Board Review — High Yield
- •Anthonisen Criteria — Diagnosis requires increased dyspnea, sputum volume, and sputum purulence.
- •Target SpO2 — 88–92% is the goal to prevent worsening hypercapnia and acidosis.
- •REDUCE Trial — Established that 5 days of systemic corticosteroids is non-inferior to 14 days for AECOPD.
- •Eosinophils — Low admission counts (<100 cells/µL) are a marker of poor prognosis and reduced steroid response.

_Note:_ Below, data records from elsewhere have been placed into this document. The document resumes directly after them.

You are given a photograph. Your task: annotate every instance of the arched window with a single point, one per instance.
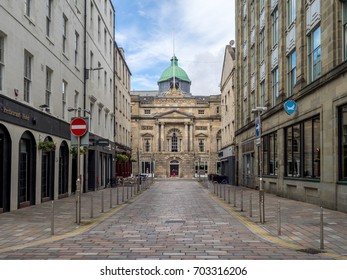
(174, 146)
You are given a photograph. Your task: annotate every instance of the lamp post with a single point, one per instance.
(78, 181)
(259, 111)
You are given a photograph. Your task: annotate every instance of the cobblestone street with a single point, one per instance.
(173, 219)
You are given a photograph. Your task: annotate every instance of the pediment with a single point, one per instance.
(175, 114)
(201, 135)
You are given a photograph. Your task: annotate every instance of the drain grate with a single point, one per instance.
(311, 251)
(175, 222)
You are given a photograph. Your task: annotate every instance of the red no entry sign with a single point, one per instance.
(78, 127)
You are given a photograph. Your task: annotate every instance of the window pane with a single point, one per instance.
(316, 147)
(308, 149)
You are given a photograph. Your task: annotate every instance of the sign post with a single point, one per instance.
(78, 127)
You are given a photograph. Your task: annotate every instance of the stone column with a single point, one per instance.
(185, 147)
(192, 137)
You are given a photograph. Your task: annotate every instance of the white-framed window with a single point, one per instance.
(344, 8)
(291, 75)
(262, 45)
(262, 93)
(65, 20)
(291, 11)
(201, 145)
(27, 76)
(77, 38)
(48, 94)
(75, 102)
(314, 54)
(274, 26)
(27, 7)
(99, 29)
(48, 16)
(274, 75)
(2, 59)
(63, 99)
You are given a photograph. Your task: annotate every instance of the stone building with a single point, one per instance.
(293, 51)
(122, 114)
(175, 134)
(56, 61)
(227, 153)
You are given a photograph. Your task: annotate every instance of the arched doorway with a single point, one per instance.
(174, 168)
(63, 170)
(26, 170)
(5, 169)
(47, 171)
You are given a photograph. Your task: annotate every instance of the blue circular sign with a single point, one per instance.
(290, 107)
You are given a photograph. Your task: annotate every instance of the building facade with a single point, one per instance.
(122, 114)
(48, 52)
(227, 166)
(175, 134)
(297, 51)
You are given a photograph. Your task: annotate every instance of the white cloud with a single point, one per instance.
(201, 28)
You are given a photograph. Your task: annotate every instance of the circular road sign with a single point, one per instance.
(78, 127)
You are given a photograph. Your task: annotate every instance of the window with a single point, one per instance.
(262, 45)
(99, 29)
(302, 146)
(77, 37)
(345, 29)
(2, 59)
(63, 99)
(27, 76)
(64, 33)
(76, 105)
(27, 7)
(343, 143)
(291, 11)
(147, 147)
(291, 76)
(174, 143)
(48, 94)
(274, 74)
(270, 154)
(274, 26)
(201, 145)
(262, 93)
(314, 54)
(48, 17)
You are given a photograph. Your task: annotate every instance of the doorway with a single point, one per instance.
(174, 168)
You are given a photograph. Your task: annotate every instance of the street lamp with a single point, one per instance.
(259, 111)
(78, 181)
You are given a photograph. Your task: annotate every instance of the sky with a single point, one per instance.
(197, 31)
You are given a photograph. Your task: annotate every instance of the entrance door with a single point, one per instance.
(174, 168)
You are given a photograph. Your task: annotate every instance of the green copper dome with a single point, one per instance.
(174, 70)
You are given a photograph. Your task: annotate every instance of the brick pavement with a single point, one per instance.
(174, 219)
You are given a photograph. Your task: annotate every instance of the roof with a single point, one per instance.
(174, 70)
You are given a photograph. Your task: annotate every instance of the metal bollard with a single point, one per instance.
(250, 206)
(102, 202)
(110, 197)
(321, 229)
(91, 206)
(235, 196)
(279, 218)
(241, 200)
(117, 195)
(52, 219)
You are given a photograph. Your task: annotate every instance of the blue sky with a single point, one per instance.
(201, 29)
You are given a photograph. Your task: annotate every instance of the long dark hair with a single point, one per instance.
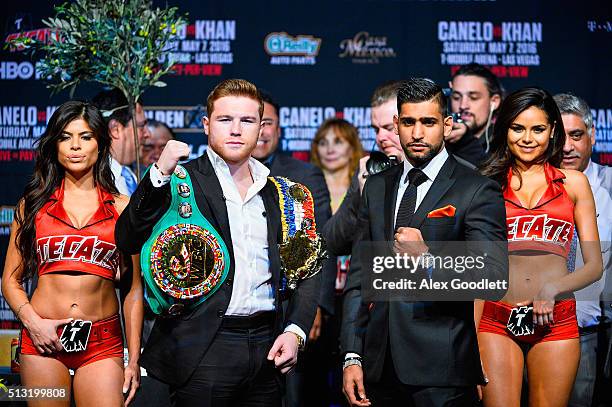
(501, 159)
(48, 174)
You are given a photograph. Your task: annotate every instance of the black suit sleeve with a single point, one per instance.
(147, 205)
(342, 228)
(303, 303)
(354, 315)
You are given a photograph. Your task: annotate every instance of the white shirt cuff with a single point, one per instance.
(351, 355)
(296, 330)
(157, 179)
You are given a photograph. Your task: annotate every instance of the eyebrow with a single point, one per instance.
(429, 118)
(535, 125)
(471, 92)
(80, 134)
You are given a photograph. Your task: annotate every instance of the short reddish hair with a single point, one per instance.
(234, 87)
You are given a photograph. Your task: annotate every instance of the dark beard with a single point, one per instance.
(420, 161)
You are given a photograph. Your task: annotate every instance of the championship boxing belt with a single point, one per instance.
(301, 250)
(185, 260)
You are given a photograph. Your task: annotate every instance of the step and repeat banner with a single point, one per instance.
(321, 59)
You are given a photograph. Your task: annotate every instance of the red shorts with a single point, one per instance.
(495, 316)
(105, 341)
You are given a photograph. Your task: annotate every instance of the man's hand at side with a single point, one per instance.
(352, 386)
(284, 351)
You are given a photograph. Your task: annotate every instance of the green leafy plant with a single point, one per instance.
(118, 43)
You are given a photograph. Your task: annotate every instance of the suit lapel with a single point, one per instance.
(213, 195)
(392, 181)
(441, 184)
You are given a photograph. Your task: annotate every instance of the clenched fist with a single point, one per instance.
(171, 155)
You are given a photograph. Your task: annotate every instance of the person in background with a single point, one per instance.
(476, 95)
(579, 141)
(336, 150)
(342, 228)
(114, 108)
(71, 247)
(151, 147)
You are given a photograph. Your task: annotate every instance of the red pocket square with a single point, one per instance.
(446, 211)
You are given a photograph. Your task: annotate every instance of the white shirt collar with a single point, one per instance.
(590, 172)
(259, 172)
(115, 166)
(432, 168)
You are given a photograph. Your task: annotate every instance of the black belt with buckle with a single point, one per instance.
(258, 320)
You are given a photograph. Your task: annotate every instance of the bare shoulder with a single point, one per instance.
(121, 202)
(575, 178)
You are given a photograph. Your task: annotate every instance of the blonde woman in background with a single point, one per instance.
(336, 149)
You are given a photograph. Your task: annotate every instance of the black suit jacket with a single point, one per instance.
(312, 177)
(176, 345)
(431, 343)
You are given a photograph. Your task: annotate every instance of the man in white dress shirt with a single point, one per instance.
(579, 141)
(232, 349)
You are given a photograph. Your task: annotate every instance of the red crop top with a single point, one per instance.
(62, 247)
(548, 226)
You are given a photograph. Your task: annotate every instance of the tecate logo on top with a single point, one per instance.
(285, 49)
(364, 48)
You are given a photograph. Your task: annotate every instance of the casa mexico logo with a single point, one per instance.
(364, 48)
(285, 49)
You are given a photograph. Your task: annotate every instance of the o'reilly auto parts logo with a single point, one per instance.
(285, 49)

- •NIV Indications — pH <7.35 and PaCO2 >45 mmHg; it reduces the need for intubation and decreases mortality.
- •Rhinovirus — The most frequently identified viral trigger for acute exacerbations.
- •Procalcitonin — A validated tool to reduce unnecessary antibiotic use; withhold if <0.1 ng/mL.
- •Pulmonary Embolism — Found in up to 25% of patients hospitalized with unexplained COPD exacerbations.